We can solve this problem by considering the two ways to win and summing their probabilities:
Matching at least two white balls:
Favorable outcomes: We need to calculate the number of winning tickets where we match at least two of the chosen white balls.
Overcounting: We initially consider all possibilities where we pick three white balls (220 ways) and any red ball (8 ways). However, this overcounts tickets where we match all three white balls (counted three times for each red ball).
Correcting the overcount: There are 220 ways to pick three white balls and only 1 way to pick the red ball (doesn't matter which) for a total of 220 tickets where we match all three white balls. Subtracting this from the overcount gives us the actual number of winning tickets with at least two white ball matches.

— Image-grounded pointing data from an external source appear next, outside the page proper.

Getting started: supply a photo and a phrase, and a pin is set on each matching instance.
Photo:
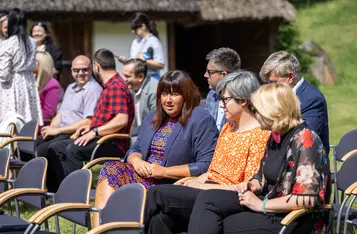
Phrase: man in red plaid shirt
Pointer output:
(114, 113)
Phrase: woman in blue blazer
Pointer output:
(176, 140)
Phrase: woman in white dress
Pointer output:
(17, 63)
(147, 45)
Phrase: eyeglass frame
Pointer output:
(84, 69)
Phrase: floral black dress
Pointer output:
(296, 164)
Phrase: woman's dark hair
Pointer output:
(17, 24)
(49, 36)
(181, 83)
(105, 58)
(138, 19)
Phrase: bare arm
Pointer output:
(55, 123)
(114, 125)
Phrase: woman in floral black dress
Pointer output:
(294, 174)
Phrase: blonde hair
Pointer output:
(281, 63)
(278, 107)
(45, 68)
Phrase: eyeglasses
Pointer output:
(225, 100)
(211, 72)
(78, 70)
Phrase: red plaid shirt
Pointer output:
(114, 99)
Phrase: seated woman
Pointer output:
(237, 157)
(294, 174)
(175, 140)
(48, 87)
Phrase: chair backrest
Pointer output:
(347, 174)
(347, 143)
(4, 166)
(32, 175)
(75, 188)
(30, 129)
(125, 205)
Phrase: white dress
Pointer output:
(18, 83)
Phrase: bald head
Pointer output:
(81, 70)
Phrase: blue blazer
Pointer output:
(314, 111)
(192, 144)
(211, 105)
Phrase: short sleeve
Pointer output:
(312, 169)
(255, 154)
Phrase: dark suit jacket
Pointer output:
(192, 144)
(314, 111)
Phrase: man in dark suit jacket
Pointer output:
(284, 67)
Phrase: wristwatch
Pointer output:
(95, 130)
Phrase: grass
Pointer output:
(332, 25)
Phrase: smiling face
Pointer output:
(133, 82)
(172, 103)
(39, 34)
(213, 75)
(81, 70)
(232, 108)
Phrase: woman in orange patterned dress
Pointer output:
(240, 148)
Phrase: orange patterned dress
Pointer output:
(237, 155)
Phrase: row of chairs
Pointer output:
(123, 211)
(343, 179)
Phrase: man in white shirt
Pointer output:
(143, 89)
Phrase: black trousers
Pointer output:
(176, 209)
(43, 144)
(65, 157)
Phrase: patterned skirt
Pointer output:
(119, 173)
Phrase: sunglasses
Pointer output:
(211, 72)
(78, 70)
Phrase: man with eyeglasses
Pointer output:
(77, 106)
(220, 62)
(283, 67)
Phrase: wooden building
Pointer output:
(189, 29)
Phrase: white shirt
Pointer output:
(137, 107)
(220, 114)
(141, 45)
(298, 84)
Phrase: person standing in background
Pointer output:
(17, 63)
(48, 87)
(3, 26)
(146, 45)
(42, 34)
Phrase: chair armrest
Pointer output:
(351, 189)
(13, 193)
(73, 136)
(5, 135)
(349, 154)
(115, 225)
(14, 139)
(98, 161)
(47, 212)
(112, 136)
(293, 215)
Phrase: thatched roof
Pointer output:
(212, 10)
(207, 10)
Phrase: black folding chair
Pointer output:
(70, 202)
(29, 188)
(25, 144)
(124, 211)
(345, 147)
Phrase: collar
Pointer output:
(77, 89)
(297, 86)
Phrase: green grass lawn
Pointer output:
(333, 25)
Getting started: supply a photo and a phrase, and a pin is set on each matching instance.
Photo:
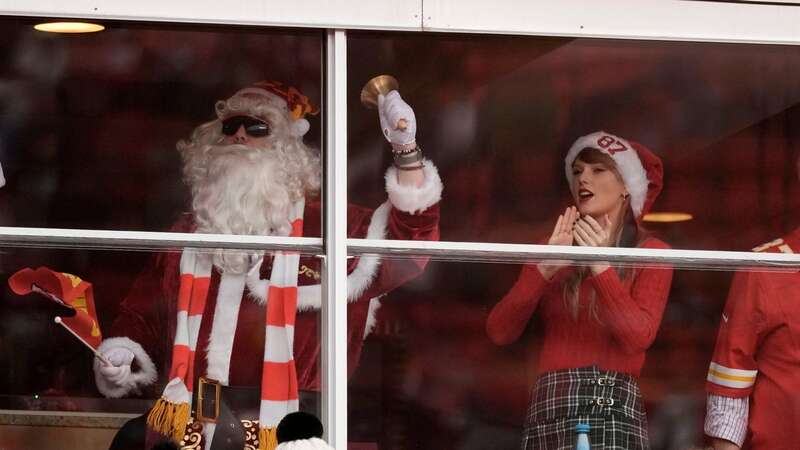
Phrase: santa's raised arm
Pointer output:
(199, 320)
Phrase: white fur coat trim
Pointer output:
(413, 199)
(146, 375)
(310, 297)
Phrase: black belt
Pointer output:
(243, 402)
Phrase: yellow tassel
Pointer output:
(267, 438)
(169, 419)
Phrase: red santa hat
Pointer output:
(641, 170)
(288, 99)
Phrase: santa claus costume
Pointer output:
(754, 376)
(232, 337)
(594, 335)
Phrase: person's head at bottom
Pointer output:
(300, 431)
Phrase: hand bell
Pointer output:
(380, 85)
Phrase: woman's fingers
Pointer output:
(583, 234)
(593, 224)
(559, 228)
(581, 241)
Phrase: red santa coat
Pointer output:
(758, 350)
(147, 319)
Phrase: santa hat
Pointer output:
(288, 99)
(641, 170)
(300, 431)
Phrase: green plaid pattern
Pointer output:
(608, 401)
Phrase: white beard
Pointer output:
(244, 191)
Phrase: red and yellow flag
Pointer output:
(67, 290)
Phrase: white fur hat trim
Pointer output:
(624, 155)
(305, 444)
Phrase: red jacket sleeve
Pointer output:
(733, 368)
(509, 317)
(394, 271)
(634, 314)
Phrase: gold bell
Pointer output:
(380, 85)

Matching the red SuperBall:
Favorable outcomes: Here, we can pick any three white balls (220 ways) as long as they don't match the chosen red SuperBall (8 ways).
Calculations:
Matching at least two white balls:
Total outcomes (overcounted): 220 (white balls) * 8 (red balls) = 1760
Overcounted matches (all three white balls): 220 (white balls) * 1 (red ball) = 220
Corrected favorable outcomes: 1760 (total) - 220 (overcounted) = 1540
Matching the red SuperBall:
Favorable outcomes: 220 (white balls) * 8 (red balls that don't match) = 1760
Total Probability:
We win if either of these scenarios occurs. So, the total probability is the sum of the probabilities of each scenario:
Probability (matching at least two white balls): 1540 favorable outcomes / (12C3 * 8) total outcomes = 1540 / (220 * 8) = 44 / 248
Probability (matching the red SuperBall): 1760 favorable outcomes / (12C3 * 8) total outcomes = 1760 / (220 * 8) = 11 / 31
Total Probability (winning the SuperLottery):
(44 / 248) + (11 / 31) = 33/62.
Therefore, the probability that you win a super prize is 33/62.